Con l’ordinanza n. 3400 del 10.02.2025, la Cassazione afferma che, sulla quantificazione del risarcimento del danno da riconoscere al dipendente in ipotesi di demansionamento, incide anche il mancato aggiornamento tecnologico soprattutto se il medesimo operava in un settore caratterizzato da una veloce evoluzione.
Il fatto affrontato
Il lavoratore ricorre giudizialmente al fine di chiedere l’accertamento dell’avvenuto demansionamento e la, conseguente, condanna della società datrice alla reintegra nelle mansioni precedentemente svolte nonché al risarcimento del danno alla professionalità da quantificarsi in via equitativa.

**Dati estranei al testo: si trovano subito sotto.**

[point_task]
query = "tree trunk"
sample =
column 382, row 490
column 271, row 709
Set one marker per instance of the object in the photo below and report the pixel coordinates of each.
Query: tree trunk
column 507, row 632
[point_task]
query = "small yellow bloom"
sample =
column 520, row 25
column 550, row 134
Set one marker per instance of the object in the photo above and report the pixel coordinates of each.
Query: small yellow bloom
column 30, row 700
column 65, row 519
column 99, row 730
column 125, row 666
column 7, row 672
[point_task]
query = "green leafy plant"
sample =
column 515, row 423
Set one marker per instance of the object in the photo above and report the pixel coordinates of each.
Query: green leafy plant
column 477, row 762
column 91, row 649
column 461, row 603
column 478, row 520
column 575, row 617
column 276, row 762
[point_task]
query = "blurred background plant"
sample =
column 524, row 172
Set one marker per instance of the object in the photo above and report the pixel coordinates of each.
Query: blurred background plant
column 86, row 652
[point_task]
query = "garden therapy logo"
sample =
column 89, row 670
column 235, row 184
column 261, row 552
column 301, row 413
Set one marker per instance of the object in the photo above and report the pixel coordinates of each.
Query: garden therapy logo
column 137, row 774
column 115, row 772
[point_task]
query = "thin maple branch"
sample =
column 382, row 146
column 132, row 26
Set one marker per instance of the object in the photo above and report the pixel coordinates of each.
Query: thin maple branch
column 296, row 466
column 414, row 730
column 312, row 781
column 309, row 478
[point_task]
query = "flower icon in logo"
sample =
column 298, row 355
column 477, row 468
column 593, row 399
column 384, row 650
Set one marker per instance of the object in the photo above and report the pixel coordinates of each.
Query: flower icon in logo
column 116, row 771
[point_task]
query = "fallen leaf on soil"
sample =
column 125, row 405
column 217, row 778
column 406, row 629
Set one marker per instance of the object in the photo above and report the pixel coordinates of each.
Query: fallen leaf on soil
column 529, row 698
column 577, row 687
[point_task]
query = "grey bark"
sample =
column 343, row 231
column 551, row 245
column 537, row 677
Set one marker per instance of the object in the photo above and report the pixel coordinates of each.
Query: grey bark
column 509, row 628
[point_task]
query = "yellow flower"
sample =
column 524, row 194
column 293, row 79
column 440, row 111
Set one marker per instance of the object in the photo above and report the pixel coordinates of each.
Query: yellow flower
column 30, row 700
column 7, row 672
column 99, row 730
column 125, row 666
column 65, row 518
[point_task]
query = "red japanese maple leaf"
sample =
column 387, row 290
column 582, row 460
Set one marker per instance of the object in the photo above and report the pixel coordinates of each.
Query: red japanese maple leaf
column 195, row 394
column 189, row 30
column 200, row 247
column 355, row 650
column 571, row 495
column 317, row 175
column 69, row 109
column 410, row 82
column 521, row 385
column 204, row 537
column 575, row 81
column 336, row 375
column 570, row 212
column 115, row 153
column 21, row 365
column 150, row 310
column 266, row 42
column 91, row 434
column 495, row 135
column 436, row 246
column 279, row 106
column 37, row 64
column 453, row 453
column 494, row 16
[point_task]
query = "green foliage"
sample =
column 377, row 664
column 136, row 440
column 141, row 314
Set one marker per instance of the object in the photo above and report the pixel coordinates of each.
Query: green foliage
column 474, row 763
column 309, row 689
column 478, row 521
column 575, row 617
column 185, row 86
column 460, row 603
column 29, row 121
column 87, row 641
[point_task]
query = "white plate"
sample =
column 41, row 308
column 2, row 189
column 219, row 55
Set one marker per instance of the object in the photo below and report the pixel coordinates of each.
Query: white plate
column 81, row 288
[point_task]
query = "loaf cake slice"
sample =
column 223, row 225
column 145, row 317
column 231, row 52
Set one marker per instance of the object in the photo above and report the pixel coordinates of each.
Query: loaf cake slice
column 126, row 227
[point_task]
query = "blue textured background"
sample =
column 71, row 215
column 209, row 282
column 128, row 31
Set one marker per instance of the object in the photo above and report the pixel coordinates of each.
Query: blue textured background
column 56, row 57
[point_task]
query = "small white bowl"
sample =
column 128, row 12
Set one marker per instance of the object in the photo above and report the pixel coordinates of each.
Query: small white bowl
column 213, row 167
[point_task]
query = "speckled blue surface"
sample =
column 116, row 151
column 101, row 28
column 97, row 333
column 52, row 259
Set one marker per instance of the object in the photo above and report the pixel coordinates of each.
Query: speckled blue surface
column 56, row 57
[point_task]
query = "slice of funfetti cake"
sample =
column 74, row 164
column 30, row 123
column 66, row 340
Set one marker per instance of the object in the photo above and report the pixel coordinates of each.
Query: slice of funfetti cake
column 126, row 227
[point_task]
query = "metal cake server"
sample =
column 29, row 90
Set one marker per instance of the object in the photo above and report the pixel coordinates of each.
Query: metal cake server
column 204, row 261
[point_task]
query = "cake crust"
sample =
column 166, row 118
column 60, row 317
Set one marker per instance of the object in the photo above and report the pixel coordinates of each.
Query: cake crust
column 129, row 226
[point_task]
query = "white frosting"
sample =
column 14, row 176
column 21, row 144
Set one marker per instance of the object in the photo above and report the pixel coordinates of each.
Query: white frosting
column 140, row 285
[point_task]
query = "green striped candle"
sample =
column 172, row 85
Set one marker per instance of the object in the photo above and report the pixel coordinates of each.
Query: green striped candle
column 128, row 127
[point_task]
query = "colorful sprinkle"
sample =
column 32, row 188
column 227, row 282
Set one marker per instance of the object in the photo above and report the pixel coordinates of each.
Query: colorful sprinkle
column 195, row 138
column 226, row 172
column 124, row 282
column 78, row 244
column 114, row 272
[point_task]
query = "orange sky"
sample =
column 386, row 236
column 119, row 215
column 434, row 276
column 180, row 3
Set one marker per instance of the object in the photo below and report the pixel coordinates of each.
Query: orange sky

La Corte d’Appello accoglie la predetta domanda, ritenendo provata la sussistenza sia del demansionamento che del danno dallo stesso cagionato.
L’ordinanza
La Cassazione – nel confermare la pronuncia di merito – rileva che, in tema di dequalificazione professionale, è risarcibile il danno non patrimoniale ogni qual volta si verifichi una grave violazione dei diritti del lavoratore, che costituiscono oggetto di tutela costituzionale.
Per la sentenza, detto danno deve accertarsi in base alla persistenza del comportamento lesivo, alla durata e alla reiterazione delle situazioni di disagio professionale e personale, all’inerzia del datore rispetto alle istanze del prestatore di lavoro, anche a prescindere da uno specifico intento di declassarlo o svilirne i compiti.
In ordine a ciò, secondo i Giudici di legittimità, uno dei parametri da utilizzare per la liquidazione di detto ristoro, quantificabile in via equitativa, è rappresentato anche dal mancato aggiornamento del lavoratore in merito al settore cui lo stesso era addetto, soprattutto nel caso in cui si tratti di un ambito caratterizzato, come nel caso di specie, dalla velocità dell’evoluzione tecnologica.
Su tali presupposti, la Suprema Corte rigetta il ricorso proposto dalla società, confermando la debenza del risarcimento del danno riconosciuto al dipendente.